1 files changed, 30 insertions, 0 deletions

diff --git a/docs/en/rst/integrating/auth-delegation.rst b/docs/en/rst/integrating/auth-delegation.rst
new file mode 100644
index 000000000..811da0d90
--- /dev/null
+++ b/docs/en/rst/integrating/auth-delegation.rst
@@ -0,0 +1,30 @@
+.. _auth-delegation:
+
+Authentication Delegation via API Keys
+######################################
+
+Bugzilla provides a mechanism for web apps to request (with the user's consent)
+an API key. API keys allow the web app to perform any action as the user and are as
+a result very powerful. Because of this power, this feature is disabled by default.
+
+Authentication Flow
+-------------------
+
+The authentication process begins by directing the user to th the Bugzilla site's auth.cgi.
+For the sake of this example, our application's URL is `http://app.example.org`
+and the Bugzilla site is `http://bugs.example.org`.
+
+1. Provide a link or redirect the user to `http://bugs.example.org/auth.cgi?callback=http://app.example.org/callback&description=app%description`
+2. Assuming the user is agreeable, they will be redirected to `http://app.example.org/callback` via a GET request
+   with two additional parameters: `client_api_key` and `client_api_login`.
+3. Finally, you should check that the API key and login are valid, using the :ref:`rest_user_valid_login` REST
+   resource.
+
+Your application should take measures to ensure when receiving a user at your
+callback URL that you previously redirected them to Bugzilla.
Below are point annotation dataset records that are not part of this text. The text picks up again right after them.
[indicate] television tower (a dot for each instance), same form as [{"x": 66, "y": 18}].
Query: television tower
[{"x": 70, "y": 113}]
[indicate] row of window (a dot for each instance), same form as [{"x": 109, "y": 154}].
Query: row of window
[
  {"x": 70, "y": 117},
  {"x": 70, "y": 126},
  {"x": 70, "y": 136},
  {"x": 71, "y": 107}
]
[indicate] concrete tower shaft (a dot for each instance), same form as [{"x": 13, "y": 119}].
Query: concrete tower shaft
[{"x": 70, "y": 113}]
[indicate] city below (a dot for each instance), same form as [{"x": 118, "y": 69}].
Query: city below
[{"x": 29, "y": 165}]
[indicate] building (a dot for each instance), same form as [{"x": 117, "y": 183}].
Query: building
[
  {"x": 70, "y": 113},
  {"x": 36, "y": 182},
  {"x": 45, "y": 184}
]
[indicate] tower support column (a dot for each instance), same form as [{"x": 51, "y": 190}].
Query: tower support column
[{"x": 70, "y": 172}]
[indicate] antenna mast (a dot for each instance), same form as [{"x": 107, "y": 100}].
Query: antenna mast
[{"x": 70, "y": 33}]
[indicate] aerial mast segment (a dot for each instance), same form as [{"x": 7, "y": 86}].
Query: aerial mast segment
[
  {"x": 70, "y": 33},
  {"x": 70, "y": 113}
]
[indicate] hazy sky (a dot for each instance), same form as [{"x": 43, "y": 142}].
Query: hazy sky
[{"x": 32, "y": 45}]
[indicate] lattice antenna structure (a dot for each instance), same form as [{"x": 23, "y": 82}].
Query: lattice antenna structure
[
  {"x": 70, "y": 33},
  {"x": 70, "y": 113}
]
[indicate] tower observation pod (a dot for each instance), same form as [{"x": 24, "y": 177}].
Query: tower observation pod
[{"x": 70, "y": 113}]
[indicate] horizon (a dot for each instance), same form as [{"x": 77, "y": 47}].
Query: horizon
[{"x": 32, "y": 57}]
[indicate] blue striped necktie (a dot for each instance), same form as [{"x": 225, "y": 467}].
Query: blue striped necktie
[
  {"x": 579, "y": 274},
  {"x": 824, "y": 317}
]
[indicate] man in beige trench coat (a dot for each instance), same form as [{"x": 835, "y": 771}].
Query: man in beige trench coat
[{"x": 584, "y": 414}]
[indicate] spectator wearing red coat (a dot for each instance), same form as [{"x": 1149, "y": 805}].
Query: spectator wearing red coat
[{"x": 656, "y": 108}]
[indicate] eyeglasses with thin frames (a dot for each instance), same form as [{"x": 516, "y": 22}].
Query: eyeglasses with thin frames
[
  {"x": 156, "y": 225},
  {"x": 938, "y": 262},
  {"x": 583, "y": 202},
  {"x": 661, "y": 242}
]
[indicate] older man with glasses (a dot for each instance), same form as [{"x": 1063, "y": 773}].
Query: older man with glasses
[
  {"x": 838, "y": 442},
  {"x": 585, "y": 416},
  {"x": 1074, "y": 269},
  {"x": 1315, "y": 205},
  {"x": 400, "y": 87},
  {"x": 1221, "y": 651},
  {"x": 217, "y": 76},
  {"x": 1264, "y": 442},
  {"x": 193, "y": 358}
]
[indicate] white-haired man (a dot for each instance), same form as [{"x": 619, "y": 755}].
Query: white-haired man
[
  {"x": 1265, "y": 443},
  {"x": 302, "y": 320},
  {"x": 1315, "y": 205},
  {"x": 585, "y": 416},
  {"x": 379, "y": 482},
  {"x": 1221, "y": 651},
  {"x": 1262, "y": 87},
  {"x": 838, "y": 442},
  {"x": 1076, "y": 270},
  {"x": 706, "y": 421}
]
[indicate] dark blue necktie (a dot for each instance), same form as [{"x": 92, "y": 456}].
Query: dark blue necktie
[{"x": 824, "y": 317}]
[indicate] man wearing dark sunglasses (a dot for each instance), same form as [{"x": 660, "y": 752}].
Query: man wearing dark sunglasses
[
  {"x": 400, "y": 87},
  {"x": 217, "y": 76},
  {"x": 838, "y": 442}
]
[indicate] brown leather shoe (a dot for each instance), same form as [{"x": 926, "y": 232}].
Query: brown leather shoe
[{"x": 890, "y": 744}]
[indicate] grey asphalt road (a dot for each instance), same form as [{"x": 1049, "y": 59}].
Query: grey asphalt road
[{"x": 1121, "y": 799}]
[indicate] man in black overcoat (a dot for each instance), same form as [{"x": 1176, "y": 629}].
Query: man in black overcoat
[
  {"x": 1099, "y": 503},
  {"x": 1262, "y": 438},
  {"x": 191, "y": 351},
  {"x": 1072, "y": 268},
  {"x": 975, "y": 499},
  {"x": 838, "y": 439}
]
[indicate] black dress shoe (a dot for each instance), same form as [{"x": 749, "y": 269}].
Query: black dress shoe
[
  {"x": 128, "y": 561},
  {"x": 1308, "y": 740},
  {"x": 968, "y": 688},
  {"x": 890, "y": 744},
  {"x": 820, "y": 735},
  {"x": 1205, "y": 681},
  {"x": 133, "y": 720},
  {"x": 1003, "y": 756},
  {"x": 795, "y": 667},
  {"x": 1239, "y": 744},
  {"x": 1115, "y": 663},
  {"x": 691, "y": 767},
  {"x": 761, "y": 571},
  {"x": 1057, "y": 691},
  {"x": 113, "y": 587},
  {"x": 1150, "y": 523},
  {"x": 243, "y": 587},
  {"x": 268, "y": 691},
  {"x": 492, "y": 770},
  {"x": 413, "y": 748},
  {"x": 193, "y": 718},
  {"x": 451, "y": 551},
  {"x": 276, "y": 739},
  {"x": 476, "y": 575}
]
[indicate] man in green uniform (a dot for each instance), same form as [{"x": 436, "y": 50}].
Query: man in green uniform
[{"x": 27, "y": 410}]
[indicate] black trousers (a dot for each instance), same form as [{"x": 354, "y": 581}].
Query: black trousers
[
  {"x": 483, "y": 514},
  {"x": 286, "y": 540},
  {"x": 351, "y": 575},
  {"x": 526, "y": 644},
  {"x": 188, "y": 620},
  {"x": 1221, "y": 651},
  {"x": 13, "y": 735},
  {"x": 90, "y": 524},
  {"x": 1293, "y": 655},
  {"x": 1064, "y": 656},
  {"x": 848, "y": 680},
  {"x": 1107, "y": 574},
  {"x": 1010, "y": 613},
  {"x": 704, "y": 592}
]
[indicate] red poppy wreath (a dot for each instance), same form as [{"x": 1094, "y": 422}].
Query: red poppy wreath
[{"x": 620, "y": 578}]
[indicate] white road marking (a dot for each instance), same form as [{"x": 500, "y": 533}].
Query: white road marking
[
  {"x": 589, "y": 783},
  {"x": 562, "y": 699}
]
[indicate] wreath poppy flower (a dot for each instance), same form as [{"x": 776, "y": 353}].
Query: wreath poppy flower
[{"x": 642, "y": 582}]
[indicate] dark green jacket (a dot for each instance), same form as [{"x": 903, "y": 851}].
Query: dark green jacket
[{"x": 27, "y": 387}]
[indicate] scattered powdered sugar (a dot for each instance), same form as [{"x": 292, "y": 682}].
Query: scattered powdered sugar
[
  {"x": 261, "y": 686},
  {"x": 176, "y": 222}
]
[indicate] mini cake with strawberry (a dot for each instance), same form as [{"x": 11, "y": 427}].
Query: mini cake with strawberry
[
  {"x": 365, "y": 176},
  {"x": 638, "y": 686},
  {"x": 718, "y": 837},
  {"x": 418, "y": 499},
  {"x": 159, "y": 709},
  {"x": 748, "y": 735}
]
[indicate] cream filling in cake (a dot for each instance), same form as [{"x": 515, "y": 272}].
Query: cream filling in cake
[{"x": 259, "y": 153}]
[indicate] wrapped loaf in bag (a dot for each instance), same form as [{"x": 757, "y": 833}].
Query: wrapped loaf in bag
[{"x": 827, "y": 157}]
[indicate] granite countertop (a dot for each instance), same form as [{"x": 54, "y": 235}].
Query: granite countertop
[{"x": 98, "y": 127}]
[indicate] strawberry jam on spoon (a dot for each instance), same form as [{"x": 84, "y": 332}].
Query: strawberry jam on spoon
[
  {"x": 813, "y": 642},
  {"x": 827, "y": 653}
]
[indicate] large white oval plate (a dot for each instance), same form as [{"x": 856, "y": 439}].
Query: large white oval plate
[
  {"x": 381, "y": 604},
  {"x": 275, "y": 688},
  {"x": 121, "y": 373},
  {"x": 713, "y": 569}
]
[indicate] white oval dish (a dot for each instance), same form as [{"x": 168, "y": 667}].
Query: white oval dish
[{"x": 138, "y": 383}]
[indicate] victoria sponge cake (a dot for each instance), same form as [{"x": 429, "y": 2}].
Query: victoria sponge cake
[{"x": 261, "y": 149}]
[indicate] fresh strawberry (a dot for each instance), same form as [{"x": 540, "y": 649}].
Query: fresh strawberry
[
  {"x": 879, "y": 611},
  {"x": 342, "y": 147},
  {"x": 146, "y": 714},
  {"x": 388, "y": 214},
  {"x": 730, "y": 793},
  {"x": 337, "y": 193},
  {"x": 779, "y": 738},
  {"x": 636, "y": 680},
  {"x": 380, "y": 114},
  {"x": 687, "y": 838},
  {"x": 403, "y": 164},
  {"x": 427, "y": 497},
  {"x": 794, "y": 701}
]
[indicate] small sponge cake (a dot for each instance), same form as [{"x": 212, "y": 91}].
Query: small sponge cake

The simplest method would be ensuring the callback url always has the
+hostname and path you specified, with only the query string parameters varying.
+
+The description should include the name of your application, in a form that will be recognizable to users.
+This description is used in the :ref:`API Keys tab <api-keys>` in the Preferences page.
+
+The API key passed to the callback will be valid until the user revokes it.